Orhan Kemal aynı konularda yazdığı öykülerle de Cumhuriyet sonrası öykücüler arasından sıyrılıverir. Onlara da kısaca göz atacak olursak, Ekmek Kavgası aynı isimli öyküyle başlar.Askeri bir birliğin mutfak artıklarıyla beslenen yoksul insanların,bu yiyecekler uğruna kuşlar ve köpeklerle olan kavgası,açlığın boyutları hakkında fikir vermesi açısından ibret vericidir. Kötü ve zor şartlarda çalıştırılan küçük erkek çocuklarının dramı anlatılır Uyku'da. On altı yaşında, kız yüzlü bir oğlanın peşine takılarak Çukurova'ya inen Bir Kadın'ın çektiği onca eziyeti okurken sinirlerimizin sağlamlığını da sınamış oluruz.

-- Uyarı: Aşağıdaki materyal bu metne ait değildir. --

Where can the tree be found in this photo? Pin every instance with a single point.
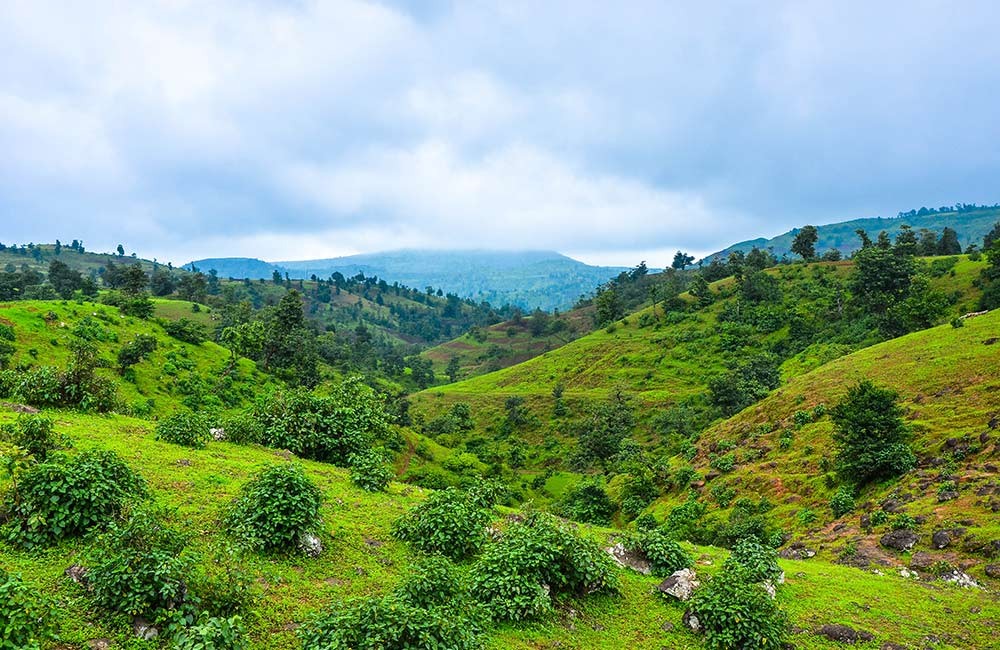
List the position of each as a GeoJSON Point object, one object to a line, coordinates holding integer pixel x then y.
{"type": "Point", "coordinates": [681, 260]}
{"type": "Point", "coordinates": [804, 244]}
{"type": "Point", "coordinates": [872, 439]}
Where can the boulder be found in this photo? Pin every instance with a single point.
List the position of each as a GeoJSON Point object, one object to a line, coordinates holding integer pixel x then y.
{"type": "Point", "coordinates": [900, 540]}
{"type": "Point", "coordinates": [844, 633]}
{"type": "Point", "coordinates": [680, 584]}
{"type": "Point", "coordinates": [941, 539]}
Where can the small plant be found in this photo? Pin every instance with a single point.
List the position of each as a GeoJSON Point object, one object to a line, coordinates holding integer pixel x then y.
{"type": "Point", "coordinates": [26, 617]}
{"type": "Point", "coordinates": [370, 470]}
{"type": "Point", "coordinates": [664, 554]}
{"type": "Point", "coordinates": [275, 509]}
{"type": "Point", "coordinates": [449, 522]}
{"type": "Point", "coordinates": [185, 428]}
{"type": "Point", "coordinates": [842, 501]}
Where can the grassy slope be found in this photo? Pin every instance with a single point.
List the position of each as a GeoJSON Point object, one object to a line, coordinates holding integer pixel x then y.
{"type": "Point", "coordinates": [949, 383]}
{"type": "Point", "coordinates": [361, 558]}
{"type": "Point", "coordinates": [49, 338]}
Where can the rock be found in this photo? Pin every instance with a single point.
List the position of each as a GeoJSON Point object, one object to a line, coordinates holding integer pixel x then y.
{"type": "Point", "coordinates": [921, 561]}
{"type": "Point", "coordinates": [144, 629]}
{"type": "Point", "coordinates": [941, 539]}
{"type": "Point", "coordinates": [960, 578]}
{"type": "Point", "coordinates": [900, 540]}
{"type": "Point", "coordinates": [680, 584]}
{"type": "Point", "coordinates": [691, 621]}
{"type": "Point", "coordinates": [634, 560]}
{"type": "Point", "coordinates": [844, 634]}
{"type": "Point", "coordinates": [310, 545]}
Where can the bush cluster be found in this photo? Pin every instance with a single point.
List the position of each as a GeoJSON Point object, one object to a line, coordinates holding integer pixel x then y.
{"type": "Point", "coordinates": [535, 561]}
{"type": "Point", "coordinates": [275, 509]}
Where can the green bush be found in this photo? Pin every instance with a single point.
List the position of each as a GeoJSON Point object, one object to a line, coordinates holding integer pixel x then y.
{"type": "Point", "coordinates": [370, 470]}
{"type": "Point", "coordinates": [664, 554]}
{"type": "Point", "coordinates": [65, 497]}
{"type": "Point", "coordinates": [842, 501]}
{"type": "Point", "coordinates": [33, 434]}
{"type": "Point", "coordinates": [212, 633]}
{"type": "Point", "coordinates": [139, 567]}
{"type": "Point", "coordinates": [736, 612]}
{"type": "Point", "coordinates": [275, 509]}
{"type": "Point", "coordinates": [26, 617]}
{"type": "Point", "coordinates": [185, 428]}
{"type": "Point", "coordinates": [535, 561]}
{"type": "Point", "coordinates": [449, 522]}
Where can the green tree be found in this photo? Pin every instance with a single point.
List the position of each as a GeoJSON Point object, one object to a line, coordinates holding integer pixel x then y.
{"type": "Point", "coordinates": [871, 438]}
{"type": "Point", "coordinates": [804, 244]}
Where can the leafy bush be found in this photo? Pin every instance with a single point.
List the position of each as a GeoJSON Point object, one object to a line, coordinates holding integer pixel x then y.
{"type": "Point", "coordinates": [664, 554]}
{"type": "Point", "coordinates": [275, 509]}
{"type": "Point", "coordinates": [26, 617]}
{"type": "Point", "coordinates": [212, 633]}
{"type": "Point", "coordinates": [185, 428]}
{"type": "Point", "coordinates": [535, 561]}
{"type": "Point", "coordinates": [370, 470]}
{"type": "Point", "coordinates": [736, 612]}
{"type": "Point", "coordinates": [64, 497]}
{"type": "Point", "coordinates": [588, 502]}
{"type": "Point", "coordinates": [842, 501]}
{"type": "Point", "coordinates": [139, 567]}
{"type": "Point", "coordinates": [450, 522]}
{"type": "Point", "coordinates": [33, 434]}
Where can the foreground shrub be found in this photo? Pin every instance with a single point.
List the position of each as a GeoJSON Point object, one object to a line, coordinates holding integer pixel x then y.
{"type": "Point", "coordinates": [139, 567]}
{"type": "Point", "coordinates": [450, 522]}
{"type": "Point", "coordinates": [734, 611]}
{"type": "Point", "coordinates": [275, 509]}
{"type": "Point", "coordinates": [69, 496]}
{"type": "Point", "coordinates": [664, 554]}
{"type": "Point", "coordinates": [535, 561]}
{"type": "Point", "coordinates": [26, 617]}
{"type": "Point", "coordinates": [370, 470]}
{"type": "Point", "coordinates": [185, 428]}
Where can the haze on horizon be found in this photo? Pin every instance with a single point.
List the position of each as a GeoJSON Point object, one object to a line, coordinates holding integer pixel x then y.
{"type": "Point", "coordinates": [295, 130]}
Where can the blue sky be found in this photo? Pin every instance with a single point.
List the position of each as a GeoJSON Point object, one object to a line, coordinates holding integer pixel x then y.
{"type": "Point", "coordinates": [614, 132]}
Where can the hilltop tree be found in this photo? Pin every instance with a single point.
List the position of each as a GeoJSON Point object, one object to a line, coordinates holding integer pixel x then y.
{"type": "Point", "coordinates": [872, 439]}
{"type": "Point", "coordinates": [804, 243]}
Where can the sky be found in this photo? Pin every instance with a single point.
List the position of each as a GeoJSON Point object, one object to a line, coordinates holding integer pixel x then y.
{"type": "Point", "coordinates": [613, 132]}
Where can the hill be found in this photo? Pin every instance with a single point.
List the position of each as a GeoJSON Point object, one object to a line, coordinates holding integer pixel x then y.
{"type": "Point", "coordinates": [970, 225]}
{"type": "Point", "coordinates": [363, 558]}
{"type": "Point", "coordinates": [527, 279]}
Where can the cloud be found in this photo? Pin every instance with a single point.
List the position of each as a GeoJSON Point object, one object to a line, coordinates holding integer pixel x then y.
{"type": "Point", "coordinates": [275, 129]}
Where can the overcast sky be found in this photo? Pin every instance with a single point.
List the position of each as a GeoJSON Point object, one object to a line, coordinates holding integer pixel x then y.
{"type": "Point", "coordinates": [610, 131]}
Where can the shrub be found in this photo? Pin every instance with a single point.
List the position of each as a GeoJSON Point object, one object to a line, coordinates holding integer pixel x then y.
{"type": "Point", "coordinates": [212, 633]}
{"type": "Point", "coordinates": [535, 561]}
{"type": "Point", "coordinates": [664, 554]}
{"type": "Point", "coordinates": [185, 428]}
{"type": "Point", "coordinates": [449, 522]}
{"type": "Point", "coordinates": [736, 612]}
{"type": "Point", "coordinates": [26, 617]}
{"type": "Point", "coordinates": [33, 434]}
{"type": "Point", "coordinates": [64, 497]}
{"type": "Point", "coordinates": [842, 502]}
{"type": "Point", "coordinates": [588, 502]}
{"type": "Point", "coordinates": [759, 562]}
{"type": "Point", "coordinates": [275, 509]}
{"type": "Point", "coordinates": [139, 567]}
{"type": "Point", "coordinates": [370, 470]}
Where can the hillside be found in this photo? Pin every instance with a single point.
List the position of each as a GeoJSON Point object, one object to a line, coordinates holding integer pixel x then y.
{"type": "Point", "coordinates": [970, 226]}
{"type": "Point", "coordinates": [363, 559]}
{"type": "Point", "coordinates": [527, 279]}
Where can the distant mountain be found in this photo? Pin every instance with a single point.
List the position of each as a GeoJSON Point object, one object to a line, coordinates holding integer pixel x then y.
{"type": "Point", "coordinates": [971, 226]}
{"type": "Point", "coordinates": [527, 279]}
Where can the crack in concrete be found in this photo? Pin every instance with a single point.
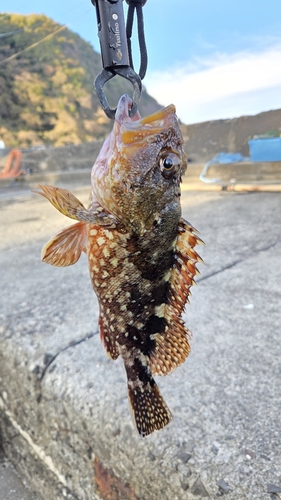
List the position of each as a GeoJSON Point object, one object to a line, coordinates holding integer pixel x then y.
{"type": "Point", "coordinates": [72, 344]}
{"type": "Point", "coordinates": [239, 261]}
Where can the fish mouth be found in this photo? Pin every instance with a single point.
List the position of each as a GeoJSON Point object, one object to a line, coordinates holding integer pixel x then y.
{"type": "Point", "coordinates": [137, 130]}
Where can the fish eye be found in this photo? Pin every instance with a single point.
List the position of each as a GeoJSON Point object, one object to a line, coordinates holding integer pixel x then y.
{"type": "Point", "coordinates": [169, 163]}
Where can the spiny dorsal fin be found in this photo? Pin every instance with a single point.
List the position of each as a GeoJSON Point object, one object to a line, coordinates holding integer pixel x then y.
{"type": "Point", "coordinates": [66, 247]}
{"type": "Point", "coordinates": [172, 347]}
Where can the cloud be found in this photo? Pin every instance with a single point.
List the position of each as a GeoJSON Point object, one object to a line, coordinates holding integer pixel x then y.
{"type": "Point", "coordinates": [222, 86]}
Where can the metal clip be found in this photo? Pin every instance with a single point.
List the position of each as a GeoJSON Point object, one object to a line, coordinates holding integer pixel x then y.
{"type": "Point", "coordinates": [125, 72]}
{"type": "Point", "coordinates": [114, 51]}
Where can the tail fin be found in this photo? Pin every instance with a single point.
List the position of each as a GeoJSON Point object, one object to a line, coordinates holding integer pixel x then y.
{"type": "Point", "coordinates": [149, 409]}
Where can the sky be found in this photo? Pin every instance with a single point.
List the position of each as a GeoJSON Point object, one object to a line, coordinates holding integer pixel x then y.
{"type": "Point", "coordinates": [211, 58]}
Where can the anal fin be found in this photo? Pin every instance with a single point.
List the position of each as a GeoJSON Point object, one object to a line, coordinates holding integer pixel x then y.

Çamaşırcının Kızı'nda gerçekleşmeyen düşler vardır.Neriman İstanbul'a giderse artist olacağını,Şuhut'la karısı oğullarının okuyup doktor olacağını, çöpçü bir gün tekrar işe alınacağını umut eder durur.Cinsel güçsüzlüğü çevresinin diline düşen Duvarcı Celal, fuhuşa alıştırılmış küçük İki Kız, vücudunu bir simide satacak kadar umarsız kalan Kötü Kadın, yazarın hikayeciliğinde uç noktalardır.
Grev, aynı ismi taşıyan öyküsünde bir dokuma fabrikasında on iki saatlik mesaiyi sekiz saate indirmek isteyen işçilerin direnişini anlatır. Yazarın katı bir gerçeklikle kaleme aldığı Doğum, en güzel öykülerinden biri olan Abla'da bu kitapda yer alır.
72.Koğuş, Orhan Kemal'in oyunlaştırdığı ve ona en iyi oyun yazarı ödülü kazandıran uzun öyküsüdür. Olay 2. Dünya Savaşı yıllarında bir cezaevinde geçer. Babasının katillerini öldürmekten hükümlü Rize'li Ahmet Kaptan'ın öyküsüdür anlatılan.
Sarhoşlar, diğerlerinden farklı olarak hayatın acı taraflarını ince bir mizahla hicveden öykü kitabıdır. Önce Ekmek'te ilk öykü kitabının izleri görülse de,Orhan Kemal bu kitapla 1969 Sait Faik Öykü Ödülünü ve TDK Hikaye Armağanını alarak öyküdeki ustalığını kanıtlar.
Bugün, bazı eleştirmenler hala O'nun eserleri için edebi mi değil mi diye tartışa dursun;Orhan Kemal, Cumhuriyet Dönemi Türk Edebiyatı içinde en önemli ve değerli bir yazar olarak yerini koruyacaktır.